Have you SEEN A fucking vagina?


----------



## AZ 594 (Sep 21, 2018)

The clits just a really tiny dick.


----------



## Sir Auroras (Sep 21, 2018)

If she's a virgin it's less gay. Otherwise you're putting your mouth where a dick has been and that's uber gay.


----------



## RG 448 (Sep 21, 2018)

i get all up in that shit idgaf


----------



## ES 148 (Sep 21, 2018)

Men are all gay.


----------



## UnclePhil (Sep 21, 2018)

No. A vagina pushed into a man's face is the most hetero thing there is. His sensory input is 360 degrees of pussy.


----------



## Diesel Boogaloo (Sep 21, 2018)

Ancient Romans knew the answer: https://en.wikipedia.org/wiki/Sexuality_in_ancient_Rome#Os_impurum



			
				Wikipedia said:
			
		

> _Os impurum_, "filthy mouth" or "impure mouth", was a term of abuse especially for those who provided oral sex. "Oral turpitude" was a favorite form of invective for Catullus, Horace, and Martial. An accusation of having an _os impurum_ is an "extreme obscenity", so vile that Cicero reserved it for men of lower standing than himself, only implying that their debasement tainted their more powerful patrons who were his real targets.
> 
> It was a convention of obscenely comic verse that oral sex caused bad breath that was nearly toxic. "Whores of the alleyways" are contaminated from giving oral sex; Catullus refers to "the foul saliva of a pissed-over whore". The urinary function of the penis makes oral sex particularly repulsive to Catullus, who elsewhere reviles a Celtiberian for brushing his teeth in urine. Martial jokes that a fine perfume turned to _garum_, fish sauce, when it was sniffed by a man whose breath was putrid from oral sex. In another of Martial's epigrams, a _fellator_ breathes on a hot cake to cool it down and turns it to excrement. The bad breath and rotten teeth that are attributed to performing oral sex represent moral decay and a general corruption of the mouth's positive functions as the organ of a citizen's persuasive speech.
> 
> ...



TL;DR: It was more gay that getting your ass fucked.


----------



## RG 448 (Sep 21, 2018)

DieselBoogaloo said:


> Ancient Romans knew the answer: https://en.wikipedia.org/wiki/Sexuality_in_ancient_Rome#Os_impurum
> 
> 
> 
> TL;DR: It was more gay that getting your ass fucked.

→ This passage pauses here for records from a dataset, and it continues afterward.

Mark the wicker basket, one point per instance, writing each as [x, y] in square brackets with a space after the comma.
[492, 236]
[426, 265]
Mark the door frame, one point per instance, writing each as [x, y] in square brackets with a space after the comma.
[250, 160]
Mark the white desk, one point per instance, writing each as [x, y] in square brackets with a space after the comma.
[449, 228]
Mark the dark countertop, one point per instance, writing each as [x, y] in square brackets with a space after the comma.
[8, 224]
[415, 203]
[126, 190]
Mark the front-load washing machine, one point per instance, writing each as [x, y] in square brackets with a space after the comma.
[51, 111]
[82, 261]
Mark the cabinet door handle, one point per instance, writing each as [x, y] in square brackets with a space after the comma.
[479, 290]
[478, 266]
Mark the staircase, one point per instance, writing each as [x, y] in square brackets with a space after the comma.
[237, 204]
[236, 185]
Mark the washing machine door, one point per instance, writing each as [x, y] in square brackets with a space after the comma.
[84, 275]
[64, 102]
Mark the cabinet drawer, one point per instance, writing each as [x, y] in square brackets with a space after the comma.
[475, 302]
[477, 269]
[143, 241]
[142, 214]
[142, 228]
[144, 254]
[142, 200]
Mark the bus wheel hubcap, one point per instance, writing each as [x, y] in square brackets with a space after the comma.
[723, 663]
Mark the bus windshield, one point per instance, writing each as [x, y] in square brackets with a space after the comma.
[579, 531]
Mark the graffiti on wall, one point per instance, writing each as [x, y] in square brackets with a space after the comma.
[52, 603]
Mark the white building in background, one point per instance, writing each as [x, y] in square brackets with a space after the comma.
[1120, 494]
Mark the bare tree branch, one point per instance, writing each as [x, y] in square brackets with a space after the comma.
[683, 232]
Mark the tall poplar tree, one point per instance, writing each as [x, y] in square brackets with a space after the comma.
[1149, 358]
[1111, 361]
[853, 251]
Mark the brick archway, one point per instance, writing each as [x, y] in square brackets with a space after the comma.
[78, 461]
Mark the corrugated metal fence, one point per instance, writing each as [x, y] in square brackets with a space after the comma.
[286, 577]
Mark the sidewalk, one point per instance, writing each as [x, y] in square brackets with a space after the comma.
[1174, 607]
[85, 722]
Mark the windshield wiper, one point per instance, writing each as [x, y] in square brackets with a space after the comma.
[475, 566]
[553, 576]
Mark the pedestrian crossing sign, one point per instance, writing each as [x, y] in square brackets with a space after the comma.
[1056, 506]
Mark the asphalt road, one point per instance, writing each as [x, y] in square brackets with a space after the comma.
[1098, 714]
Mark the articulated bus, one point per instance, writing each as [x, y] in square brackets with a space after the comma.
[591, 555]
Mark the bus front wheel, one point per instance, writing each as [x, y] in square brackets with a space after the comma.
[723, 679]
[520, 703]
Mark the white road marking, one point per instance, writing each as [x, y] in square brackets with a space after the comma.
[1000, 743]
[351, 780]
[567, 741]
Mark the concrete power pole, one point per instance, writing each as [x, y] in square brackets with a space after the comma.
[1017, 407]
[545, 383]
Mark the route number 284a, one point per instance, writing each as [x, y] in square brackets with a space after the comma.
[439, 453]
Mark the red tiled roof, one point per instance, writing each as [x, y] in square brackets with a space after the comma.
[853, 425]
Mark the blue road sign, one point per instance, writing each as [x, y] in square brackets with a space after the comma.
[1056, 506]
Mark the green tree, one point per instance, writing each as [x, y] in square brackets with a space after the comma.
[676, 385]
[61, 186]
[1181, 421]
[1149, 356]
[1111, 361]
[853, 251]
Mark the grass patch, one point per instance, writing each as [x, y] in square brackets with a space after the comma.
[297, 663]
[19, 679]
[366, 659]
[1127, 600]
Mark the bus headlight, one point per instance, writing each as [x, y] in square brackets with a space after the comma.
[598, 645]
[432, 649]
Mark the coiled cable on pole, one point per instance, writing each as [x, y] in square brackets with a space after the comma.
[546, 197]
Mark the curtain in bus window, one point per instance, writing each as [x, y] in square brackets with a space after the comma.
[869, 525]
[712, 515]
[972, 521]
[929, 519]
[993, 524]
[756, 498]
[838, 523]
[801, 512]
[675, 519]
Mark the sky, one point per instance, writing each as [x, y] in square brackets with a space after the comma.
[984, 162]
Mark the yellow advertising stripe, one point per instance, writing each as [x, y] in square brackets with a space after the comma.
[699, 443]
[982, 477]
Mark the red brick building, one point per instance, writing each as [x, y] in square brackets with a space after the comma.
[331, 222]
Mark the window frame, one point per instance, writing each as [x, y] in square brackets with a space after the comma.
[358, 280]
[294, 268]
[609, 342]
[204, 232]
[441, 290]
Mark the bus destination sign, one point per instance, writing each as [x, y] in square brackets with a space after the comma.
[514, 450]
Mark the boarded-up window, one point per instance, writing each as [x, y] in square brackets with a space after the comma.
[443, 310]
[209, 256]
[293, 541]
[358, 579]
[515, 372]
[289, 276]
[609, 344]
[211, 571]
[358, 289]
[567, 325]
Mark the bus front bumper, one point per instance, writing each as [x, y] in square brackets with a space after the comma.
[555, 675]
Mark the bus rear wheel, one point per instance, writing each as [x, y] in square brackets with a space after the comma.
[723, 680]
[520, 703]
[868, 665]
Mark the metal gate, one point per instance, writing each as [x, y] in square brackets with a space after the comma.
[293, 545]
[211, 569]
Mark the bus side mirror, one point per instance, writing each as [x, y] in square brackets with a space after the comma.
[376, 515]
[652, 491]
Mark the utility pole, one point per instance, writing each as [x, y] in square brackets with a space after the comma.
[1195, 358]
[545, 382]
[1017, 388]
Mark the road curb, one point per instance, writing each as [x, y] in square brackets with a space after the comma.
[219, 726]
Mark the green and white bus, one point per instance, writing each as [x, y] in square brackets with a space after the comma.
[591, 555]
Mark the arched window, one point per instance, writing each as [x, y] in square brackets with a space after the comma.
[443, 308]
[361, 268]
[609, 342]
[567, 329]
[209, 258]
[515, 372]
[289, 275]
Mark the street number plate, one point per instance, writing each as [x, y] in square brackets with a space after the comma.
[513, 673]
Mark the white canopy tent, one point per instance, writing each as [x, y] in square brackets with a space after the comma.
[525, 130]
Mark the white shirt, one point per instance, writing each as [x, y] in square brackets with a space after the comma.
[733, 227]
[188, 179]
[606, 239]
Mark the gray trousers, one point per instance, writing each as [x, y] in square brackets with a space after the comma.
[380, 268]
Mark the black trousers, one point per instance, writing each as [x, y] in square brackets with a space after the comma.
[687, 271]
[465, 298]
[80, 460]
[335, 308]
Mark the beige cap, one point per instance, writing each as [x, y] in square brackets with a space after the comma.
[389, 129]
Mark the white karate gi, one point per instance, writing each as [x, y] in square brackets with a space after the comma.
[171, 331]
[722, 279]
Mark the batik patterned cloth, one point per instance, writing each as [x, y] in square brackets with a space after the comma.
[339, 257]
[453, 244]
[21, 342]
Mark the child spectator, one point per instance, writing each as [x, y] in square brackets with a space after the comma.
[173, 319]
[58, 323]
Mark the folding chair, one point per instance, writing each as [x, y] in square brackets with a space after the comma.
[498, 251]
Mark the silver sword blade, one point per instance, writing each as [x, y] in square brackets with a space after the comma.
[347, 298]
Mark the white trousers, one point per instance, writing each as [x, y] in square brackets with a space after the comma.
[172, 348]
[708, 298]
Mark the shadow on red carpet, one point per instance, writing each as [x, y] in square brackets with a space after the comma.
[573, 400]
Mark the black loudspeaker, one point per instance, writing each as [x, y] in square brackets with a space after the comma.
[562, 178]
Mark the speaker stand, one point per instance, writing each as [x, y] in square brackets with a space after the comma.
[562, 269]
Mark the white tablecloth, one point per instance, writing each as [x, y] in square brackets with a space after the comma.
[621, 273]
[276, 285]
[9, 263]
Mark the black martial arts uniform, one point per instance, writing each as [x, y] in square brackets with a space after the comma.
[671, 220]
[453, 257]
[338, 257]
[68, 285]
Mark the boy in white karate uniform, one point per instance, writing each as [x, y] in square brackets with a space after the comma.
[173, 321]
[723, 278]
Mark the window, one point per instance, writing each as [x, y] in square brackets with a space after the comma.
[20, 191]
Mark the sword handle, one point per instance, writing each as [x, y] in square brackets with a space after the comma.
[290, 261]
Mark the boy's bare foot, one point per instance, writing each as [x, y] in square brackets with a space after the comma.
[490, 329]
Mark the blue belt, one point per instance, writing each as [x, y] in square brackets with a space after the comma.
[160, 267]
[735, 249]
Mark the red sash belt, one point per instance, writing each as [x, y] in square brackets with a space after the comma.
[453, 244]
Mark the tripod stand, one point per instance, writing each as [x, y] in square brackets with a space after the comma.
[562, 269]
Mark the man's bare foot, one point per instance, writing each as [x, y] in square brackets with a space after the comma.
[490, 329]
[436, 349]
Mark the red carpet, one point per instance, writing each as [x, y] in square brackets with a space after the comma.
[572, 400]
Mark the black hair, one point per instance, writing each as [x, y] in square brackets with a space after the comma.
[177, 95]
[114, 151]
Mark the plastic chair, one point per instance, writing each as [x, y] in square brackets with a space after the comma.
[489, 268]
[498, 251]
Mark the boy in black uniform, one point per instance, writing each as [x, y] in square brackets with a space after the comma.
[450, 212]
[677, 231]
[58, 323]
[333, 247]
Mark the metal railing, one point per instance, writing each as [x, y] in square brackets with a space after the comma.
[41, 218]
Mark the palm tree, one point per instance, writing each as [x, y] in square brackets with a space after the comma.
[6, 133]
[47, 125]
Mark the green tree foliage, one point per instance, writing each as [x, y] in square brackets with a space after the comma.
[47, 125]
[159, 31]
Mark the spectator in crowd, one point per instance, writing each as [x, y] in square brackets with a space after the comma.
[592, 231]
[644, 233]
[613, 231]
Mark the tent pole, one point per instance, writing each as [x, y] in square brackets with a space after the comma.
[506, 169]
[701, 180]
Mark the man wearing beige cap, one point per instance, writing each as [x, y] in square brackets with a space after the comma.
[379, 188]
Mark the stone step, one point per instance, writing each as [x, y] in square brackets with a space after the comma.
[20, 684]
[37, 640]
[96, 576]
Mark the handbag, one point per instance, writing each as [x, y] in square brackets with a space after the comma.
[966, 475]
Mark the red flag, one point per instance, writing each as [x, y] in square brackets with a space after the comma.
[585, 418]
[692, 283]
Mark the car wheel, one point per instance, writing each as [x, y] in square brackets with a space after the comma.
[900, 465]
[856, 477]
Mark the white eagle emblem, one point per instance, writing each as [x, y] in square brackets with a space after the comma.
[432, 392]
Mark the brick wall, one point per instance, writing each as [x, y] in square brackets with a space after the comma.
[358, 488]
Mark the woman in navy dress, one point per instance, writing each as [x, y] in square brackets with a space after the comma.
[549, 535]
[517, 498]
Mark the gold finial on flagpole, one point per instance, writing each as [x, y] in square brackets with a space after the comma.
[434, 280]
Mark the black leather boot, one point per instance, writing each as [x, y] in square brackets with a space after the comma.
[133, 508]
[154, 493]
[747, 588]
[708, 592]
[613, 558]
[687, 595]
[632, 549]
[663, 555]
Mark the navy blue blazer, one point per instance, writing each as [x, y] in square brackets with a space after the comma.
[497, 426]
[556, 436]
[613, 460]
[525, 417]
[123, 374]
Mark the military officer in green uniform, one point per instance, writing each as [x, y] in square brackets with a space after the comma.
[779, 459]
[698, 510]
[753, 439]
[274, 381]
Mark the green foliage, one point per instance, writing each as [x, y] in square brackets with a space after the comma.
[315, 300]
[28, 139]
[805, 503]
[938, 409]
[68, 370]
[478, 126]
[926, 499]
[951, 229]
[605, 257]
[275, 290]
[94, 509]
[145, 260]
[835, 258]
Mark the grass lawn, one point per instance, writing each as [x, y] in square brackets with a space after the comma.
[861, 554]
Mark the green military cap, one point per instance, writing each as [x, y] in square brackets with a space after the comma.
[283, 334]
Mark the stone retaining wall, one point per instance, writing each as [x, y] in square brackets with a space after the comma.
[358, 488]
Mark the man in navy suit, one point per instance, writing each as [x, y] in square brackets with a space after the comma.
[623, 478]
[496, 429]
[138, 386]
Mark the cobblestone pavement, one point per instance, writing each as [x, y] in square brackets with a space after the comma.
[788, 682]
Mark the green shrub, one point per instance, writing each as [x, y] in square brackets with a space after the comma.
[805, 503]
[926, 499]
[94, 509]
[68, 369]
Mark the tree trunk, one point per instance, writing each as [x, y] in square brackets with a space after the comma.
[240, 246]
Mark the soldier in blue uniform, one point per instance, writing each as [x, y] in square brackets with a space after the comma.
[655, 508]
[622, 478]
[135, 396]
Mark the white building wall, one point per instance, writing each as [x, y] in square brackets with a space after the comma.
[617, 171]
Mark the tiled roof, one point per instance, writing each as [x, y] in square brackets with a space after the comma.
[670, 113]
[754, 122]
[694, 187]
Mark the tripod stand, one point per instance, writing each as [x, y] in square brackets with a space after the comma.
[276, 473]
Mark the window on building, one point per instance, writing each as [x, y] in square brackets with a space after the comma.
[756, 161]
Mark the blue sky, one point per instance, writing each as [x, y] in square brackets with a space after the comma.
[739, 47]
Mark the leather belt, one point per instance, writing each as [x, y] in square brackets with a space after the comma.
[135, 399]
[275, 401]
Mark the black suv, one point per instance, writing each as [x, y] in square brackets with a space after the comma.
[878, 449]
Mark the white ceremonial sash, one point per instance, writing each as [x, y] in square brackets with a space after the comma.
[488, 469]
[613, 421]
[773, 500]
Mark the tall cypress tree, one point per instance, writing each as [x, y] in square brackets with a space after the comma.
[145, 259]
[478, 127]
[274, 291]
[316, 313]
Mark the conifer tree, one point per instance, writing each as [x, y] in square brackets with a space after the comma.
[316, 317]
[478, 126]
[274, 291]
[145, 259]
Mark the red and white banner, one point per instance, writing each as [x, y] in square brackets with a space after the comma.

Sounds like they were upset they couldn’t make their women climax.


----------



## UselessRubberKeyboard (Sep 21, 2018)

Are you Russian?  If so, the answer's yes.

If not, then the answer is no and congratulations on being a guy who knows how to satisfy a woman.


----------



## sperginity (Sep 21, 2018)

If that's gay why the fuck would anyone be straight


----------



## Doc Cassidy (Sep 21, 2018)

Pussies, yeah. Going down on a girldick isn't gay though imho


----------



## Your Weird Fetish (Sep 21, 2018)

Testaclese Maximus said:


> Sounds like they were upset they couldn’t make their women climax.


A lot of Roman academia and the upper political classes were closet cases. Women were supposed to just lie there while Roman men did their duty. They didn't want any "lascivious wriggling".


----------



## Some JERK (Sep 21, 2018)

Testaclese Maximus said:


> Sounds like they were upset they couldn’t make their women climax.


Dude, the Romans thought women got turned on by looking at cranes. I'm surprised they knew how to find a woman's vagina in the first place.


----------



## Rand /pol/ (Sep 21, 2018)

UnclePhil said:


> No. A vagina pushed into a man's face is the most hetero thing there is. His sensory input is 360 degrees of pussy.


He's a cuck for doing that tho


----------



## UnclePhil (Sep 21, 2018)

Ron /pol/ said:


> He's a cuck for doing that tho



Only if it's full of sloppy seconds.


----------



## GarthMarenghisDankplace (Sep 21, 2018)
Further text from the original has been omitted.